Que chacun de vous aussi réfléchisse et qu'il ne croie pas que ce soit une chose de peu d'importance que cette responsabilité réciproque, que cette solidarité humaine. N'avez-vous pas fait attention aux paroles que le diacre prononce fréquemment et à haute voix dans les mystères : Faites connaissance les uns avec les autres; remarquez comme il vous charge d'examiner attentivement vos frères. Suivez ce conseil à l'égard die judaïsants. Quand vous connaissez quelqu'un qui judaïse, arrêtez-le, dénoncez-le, de peur que vous n'ayez part, vous aussi, au péril. Dans les camps, lorsque, parmi les soldats, on en surprend un qui favorise les Barbares, et qui partage les sentiments des Perses , ce n'est pas lui seulement qui est sous le coup d'une condamna. lion capitale, mais encore tous ceux qui ont eu connaissance du fait et qui ne l'ont pas dénoncé au général. Puisque vous êtes les soldats de Jésus-Christ, examinez donc avec soin et recherchez si quelque étranger ne s'est pas mêlé parmi vous, et dénoncez-le, non pour que nous lui donnions la mort, non pour que nous le punissions et lui infligions un supplice, mais pour que nous le délivrions de l'erreur et de l'impiété, et le rendions tout à fait nôtre. Si vous ne voulez pas, et que vous le cachiez sciemment, sachez bien que vous encourez la même peine que lui. Saint Paul aussi (Rom.
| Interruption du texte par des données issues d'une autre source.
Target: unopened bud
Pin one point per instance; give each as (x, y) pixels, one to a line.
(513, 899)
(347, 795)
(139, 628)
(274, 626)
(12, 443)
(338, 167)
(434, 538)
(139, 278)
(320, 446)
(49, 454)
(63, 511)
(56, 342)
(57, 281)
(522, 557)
I, 32), soumet à la peine et au supplice non-seulement ceux qui font le mal, mais encore ceux qui l'approuvent. Et le Prophète (Ps. XLIX, 18) assujettit au même châtiment les voleurs et leurs complices, et c'est à bon droit. Car, celui qui connaît un homme faisant le mal, et qui le cache et le couvre, donne un encouragement à sa malice, et le met en état de commettre le mal avec plus de sécurité.